In fact I have a problem to translate some CUDA code to OpenCL :
int tasksCount = 489984;
int desiredWarps = (tasksCount + 31) / 32;
Vec2i blockSize(32, 4);
int blockWarps = (blockSize.x * blockSize.y + 31) / 32;
Vec2i gridSize((desiredWarps + blockWarps - 1) / blockWarps, 1);
return module->launchKernelTimed(kernel, blockSize, gridSize);
Hi
I have the following code in CUDA :
//int tasksCount = 489984;
int blockWidth = 32; // One warp per row.

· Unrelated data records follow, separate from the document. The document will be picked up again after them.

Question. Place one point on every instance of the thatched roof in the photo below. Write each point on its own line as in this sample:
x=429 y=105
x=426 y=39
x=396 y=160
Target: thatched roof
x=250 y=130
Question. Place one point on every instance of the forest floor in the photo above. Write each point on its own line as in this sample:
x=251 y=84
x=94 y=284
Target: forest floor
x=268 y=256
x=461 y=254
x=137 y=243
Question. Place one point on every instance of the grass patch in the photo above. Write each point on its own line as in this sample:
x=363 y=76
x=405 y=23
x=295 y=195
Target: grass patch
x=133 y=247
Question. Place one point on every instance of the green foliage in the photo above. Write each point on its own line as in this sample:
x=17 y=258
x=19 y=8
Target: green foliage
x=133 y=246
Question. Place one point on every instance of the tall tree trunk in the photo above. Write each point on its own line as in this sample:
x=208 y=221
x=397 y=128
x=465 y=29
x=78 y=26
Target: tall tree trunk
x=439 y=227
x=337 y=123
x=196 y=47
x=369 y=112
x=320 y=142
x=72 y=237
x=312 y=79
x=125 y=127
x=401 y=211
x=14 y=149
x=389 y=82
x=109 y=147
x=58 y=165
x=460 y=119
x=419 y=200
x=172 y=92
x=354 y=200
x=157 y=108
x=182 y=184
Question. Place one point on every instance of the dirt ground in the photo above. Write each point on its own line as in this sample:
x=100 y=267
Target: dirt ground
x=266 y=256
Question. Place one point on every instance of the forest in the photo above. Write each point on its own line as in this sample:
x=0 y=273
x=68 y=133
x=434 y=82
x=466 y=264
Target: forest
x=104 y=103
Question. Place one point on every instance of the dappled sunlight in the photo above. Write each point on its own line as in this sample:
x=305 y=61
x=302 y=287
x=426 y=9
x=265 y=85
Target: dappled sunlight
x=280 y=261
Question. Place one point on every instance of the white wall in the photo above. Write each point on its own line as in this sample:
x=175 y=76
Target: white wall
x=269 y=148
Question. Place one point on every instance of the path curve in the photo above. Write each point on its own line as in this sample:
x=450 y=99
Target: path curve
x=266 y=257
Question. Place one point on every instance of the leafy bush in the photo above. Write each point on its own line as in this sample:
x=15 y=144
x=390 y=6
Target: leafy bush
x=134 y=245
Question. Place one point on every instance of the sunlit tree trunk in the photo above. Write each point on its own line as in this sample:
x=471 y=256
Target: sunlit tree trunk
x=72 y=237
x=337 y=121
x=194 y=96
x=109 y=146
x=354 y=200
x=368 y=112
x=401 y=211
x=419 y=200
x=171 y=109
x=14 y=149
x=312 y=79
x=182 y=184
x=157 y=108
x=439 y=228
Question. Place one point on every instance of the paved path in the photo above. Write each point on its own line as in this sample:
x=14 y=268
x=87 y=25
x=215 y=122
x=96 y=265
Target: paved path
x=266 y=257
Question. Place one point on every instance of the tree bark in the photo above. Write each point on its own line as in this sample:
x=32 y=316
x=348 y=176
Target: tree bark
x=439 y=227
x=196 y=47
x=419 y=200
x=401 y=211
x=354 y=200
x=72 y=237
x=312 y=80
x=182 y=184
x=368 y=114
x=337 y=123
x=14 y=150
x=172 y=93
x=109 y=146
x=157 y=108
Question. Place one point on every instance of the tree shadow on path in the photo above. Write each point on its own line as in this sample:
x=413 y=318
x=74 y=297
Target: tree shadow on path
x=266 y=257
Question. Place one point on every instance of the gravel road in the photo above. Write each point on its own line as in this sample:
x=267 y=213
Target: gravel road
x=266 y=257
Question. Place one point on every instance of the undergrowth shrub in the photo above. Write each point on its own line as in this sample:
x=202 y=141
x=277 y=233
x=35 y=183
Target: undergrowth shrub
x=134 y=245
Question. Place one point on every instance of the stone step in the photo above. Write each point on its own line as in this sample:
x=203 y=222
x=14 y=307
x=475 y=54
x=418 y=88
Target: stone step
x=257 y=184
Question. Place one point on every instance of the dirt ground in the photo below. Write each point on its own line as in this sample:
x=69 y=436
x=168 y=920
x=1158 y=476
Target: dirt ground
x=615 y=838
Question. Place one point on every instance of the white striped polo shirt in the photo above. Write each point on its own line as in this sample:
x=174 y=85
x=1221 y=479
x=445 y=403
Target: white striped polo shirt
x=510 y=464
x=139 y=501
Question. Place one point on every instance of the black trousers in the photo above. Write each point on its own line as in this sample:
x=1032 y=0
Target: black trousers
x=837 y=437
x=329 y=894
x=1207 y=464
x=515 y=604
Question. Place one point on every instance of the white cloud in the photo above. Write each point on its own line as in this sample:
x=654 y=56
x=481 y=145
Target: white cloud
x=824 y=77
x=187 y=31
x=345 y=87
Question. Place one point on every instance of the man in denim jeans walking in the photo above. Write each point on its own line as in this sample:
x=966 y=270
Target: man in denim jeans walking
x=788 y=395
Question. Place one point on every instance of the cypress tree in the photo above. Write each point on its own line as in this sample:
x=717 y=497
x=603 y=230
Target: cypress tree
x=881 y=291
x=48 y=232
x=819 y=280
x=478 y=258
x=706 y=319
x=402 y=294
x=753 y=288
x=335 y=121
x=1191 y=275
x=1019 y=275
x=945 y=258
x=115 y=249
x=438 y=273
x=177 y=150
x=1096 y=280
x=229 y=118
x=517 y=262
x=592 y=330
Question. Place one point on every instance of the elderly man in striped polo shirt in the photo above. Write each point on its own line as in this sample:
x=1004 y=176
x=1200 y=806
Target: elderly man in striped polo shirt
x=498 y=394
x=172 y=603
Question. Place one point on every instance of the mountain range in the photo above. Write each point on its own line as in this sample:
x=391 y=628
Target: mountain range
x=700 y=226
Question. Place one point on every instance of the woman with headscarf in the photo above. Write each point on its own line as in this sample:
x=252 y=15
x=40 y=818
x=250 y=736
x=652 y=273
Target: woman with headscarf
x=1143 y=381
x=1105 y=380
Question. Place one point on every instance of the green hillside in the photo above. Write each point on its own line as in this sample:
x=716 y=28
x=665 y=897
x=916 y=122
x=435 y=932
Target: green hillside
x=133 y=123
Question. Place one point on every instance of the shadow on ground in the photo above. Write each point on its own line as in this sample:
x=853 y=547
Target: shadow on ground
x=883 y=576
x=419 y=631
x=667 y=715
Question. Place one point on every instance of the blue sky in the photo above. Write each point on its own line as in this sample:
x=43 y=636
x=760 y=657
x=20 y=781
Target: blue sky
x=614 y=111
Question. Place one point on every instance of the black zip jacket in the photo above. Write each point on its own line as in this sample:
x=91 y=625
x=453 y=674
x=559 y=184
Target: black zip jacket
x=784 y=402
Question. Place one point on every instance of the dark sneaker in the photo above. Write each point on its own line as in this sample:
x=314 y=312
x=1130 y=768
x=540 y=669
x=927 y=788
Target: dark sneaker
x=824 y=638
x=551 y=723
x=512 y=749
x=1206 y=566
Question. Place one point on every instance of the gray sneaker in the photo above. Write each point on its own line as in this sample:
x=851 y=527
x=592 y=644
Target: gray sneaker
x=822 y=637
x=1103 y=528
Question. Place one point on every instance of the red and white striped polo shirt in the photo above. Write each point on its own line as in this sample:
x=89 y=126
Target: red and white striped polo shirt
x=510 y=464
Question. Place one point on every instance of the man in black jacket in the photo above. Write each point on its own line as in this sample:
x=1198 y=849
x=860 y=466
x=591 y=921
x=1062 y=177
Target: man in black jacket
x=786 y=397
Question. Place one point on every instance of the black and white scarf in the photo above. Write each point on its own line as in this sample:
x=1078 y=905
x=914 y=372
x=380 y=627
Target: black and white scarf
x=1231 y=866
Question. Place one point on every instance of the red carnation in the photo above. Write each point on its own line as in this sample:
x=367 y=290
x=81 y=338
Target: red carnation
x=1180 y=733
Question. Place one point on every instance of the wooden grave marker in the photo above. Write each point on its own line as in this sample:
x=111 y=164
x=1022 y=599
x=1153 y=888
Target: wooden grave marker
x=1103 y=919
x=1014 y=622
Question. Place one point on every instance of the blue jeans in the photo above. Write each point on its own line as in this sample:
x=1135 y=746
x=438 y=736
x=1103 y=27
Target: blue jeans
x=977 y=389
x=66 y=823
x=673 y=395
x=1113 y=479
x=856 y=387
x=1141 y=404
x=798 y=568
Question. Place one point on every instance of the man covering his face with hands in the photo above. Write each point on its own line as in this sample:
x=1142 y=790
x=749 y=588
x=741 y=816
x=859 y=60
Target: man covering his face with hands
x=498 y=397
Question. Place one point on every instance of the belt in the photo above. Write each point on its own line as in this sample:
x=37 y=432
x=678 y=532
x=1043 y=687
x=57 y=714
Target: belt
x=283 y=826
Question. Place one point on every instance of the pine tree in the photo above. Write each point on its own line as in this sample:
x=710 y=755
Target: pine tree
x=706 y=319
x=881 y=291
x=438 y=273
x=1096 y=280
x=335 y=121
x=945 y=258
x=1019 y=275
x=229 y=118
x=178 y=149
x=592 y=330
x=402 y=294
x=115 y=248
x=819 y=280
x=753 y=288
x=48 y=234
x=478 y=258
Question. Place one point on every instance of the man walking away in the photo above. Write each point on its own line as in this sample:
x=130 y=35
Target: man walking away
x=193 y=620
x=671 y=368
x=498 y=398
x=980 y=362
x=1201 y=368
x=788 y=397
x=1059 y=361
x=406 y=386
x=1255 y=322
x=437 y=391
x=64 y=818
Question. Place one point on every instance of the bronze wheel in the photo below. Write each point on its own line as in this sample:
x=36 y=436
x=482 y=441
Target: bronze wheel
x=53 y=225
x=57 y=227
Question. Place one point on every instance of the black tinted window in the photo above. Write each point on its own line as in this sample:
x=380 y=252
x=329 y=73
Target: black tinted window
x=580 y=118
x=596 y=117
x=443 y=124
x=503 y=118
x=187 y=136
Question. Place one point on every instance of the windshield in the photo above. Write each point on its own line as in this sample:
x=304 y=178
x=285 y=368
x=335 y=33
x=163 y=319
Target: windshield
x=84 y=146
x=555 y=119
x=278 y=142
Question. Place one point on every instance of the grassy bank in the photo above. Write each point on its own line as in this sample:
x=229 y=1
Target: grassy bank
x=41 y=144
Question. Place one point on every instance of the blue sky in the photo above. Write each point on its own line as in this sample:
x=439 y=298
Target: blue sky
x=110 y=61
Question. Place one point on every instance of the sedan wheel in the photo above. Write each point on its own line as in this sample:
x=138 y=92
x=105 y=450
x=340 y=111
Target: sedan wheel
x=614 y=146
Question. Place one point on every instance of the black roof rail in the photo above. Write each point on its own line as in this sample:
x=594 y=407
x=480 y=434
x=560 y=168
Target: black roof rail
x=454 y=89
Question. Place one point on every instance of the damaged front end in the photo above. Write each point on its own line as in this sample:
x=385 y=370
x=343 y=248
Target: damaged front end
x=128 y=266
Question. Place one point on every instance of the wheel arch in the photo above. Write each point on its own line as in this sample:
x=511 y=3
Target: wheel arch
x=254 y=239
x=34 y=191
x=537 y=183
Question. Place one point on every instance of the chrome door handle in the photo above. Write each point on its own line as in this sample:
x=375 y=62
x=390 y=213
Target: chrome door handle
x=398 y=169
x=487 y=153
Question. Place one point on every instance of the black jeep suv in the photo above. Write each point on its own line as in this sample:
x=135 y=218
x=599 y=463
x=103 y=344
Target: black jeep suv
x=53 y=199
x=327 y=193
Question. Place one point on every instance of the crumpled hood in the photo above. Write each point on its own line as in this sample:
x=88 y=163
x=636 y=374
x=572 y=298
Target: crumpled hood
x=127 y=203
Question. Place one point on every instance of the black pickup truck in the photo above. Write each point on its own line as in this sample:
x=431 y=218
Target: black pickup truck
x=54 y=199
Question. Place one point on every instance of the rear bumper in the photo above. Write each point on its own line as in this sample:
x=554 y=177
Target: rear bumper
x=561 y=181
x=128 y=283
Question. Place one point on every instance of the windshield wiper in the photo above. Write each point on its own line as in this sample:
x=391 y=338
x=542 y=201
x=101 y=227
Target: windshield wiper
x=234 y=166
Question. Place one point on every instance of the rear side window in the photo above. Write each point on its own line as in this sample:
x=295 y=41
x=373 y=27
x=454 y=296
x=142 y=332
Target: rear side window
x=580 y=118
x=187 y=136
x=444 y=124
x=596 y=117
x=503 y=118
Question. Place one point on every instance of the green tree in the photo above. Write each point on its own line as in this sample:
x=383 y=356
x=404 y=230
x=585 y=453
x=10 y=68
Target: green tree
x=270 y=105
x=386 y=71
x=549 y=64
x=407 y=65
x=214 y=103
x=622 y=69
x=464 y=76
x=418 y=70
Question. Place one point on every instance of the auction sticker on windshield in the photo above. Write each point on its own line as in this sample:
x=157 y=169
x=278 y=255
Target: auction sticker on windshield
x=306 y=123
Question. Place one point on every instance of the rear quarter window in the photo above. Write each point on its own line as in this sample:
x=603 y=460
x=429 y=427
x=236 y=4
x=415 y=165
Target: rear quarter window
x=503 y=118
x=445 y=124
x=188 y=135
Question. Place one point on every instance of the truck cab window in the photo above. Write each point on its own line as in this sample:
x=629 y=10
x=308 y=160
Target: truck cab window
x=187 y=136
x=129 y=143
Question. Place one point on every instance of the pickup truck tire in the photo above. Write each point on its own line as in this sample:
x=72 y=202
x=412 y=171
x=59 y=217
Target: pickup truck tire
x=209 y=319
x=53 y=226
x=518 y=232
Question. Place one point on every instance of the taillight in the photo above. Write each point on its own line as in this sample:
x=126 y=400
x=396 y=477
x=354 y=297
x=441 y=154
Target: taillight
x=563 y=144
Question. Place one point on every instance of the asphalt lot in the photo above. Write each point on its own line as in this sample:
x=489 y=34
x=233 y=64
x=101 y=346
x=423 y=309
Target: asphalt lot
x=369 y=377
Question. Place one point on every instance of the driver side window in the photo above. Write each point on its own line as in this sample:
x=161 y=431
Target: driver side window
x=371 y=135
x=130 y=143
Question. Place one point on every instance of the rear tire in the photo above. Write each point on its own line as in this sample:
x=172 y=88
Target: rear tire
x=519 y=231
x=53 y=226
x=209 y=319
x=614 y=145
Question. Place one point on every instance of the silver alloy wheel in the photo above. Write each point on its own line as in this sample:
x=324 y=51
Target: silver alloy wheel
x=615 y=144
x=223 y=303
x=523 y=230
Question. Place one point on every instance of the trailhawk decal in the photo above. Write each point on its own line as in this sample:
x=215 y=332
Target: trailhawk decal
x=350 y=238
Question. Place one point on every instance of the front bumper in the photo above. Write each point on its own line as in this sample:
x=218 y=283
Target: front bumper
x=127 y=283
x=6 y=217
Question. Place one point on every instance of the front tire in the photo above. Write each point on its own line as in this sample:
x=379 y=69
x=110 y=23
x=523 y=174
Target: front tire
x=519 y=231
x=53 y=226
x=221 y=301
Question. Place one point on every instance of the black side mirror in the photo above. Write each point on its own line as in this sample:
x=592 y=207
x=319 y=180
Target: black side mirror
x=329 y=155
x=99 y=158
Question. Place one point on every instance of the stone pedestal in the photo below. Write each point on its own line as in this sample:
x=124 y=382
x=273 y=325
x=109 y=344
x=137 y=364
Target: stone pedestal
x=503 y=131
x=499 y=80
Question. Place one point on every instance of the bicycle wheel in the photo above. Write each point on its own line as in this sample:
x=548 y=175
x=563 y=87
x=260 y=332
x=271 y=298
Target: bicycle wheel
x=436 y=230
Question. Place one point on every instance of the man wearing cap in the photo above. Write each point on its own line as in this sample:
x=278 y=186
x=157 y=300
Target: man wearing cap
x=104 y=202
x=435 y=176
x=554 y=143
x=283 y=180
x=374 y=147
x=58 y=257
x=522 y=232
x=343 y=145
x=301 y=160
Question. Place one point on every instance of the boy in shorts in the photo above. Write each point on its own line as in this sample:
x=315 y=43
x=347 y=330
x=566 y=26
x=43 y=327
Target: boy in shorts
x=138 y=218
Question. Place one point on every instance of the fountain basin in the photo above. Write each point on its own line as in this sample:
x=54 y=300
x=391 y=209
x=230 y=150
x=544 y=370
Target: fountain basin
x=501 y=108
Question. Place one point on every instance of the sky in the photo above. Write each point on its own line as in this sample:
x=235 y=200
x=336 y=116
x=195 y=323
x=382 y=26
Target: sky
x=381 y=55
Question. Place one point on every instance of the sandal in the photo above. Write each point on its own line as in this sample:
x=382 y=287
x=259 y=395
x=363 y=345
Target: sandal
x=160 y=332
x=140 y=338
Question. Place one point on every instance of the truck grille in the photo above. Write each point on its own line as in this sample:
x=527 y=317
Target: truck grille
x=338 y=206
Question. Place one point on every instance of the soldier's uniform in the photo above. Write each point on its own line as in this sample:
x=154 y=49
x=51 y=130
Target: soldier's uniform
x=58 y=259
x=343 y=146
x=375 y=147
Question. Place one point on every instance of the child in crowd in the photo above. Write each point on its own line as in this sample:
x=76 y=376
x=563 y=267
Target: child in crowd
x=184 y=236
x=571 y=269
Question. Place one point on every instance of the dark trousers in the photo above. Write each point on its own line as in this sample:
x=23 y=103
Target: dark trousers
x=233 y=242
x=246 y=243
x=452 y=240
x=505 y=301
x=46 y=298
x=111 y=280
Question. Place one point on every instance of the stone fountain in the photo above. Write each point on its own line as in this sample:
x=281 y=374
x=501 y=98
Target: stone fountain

int blockHeight = 4; // 4*32 = 128 threads, optimal for GTX480
localWork = cl::NDRange(blockWidth, blockHeight);
int globalWidth = tasksCount / blockHeight;
if ( globalWidth % blockWidth != 0 )
globalWidth = (globalWidth / blockWidth + 1) * blockWidth;
globalWork = cl::NDRange(globalWidth, blockHeight);
On the kernel levels I use this :
rayidx = threadIdx.x + blockDim.x * (threadIdx.y + blockDim.y * (blockIdx.x + gridDim.x * blockIdx.y));
into
rayidx = get_global_id(1) * get_global_size(0) + get_global_id(0);
But honnestly I’m not convince that it is correct. Do you have an advice ?
Thanks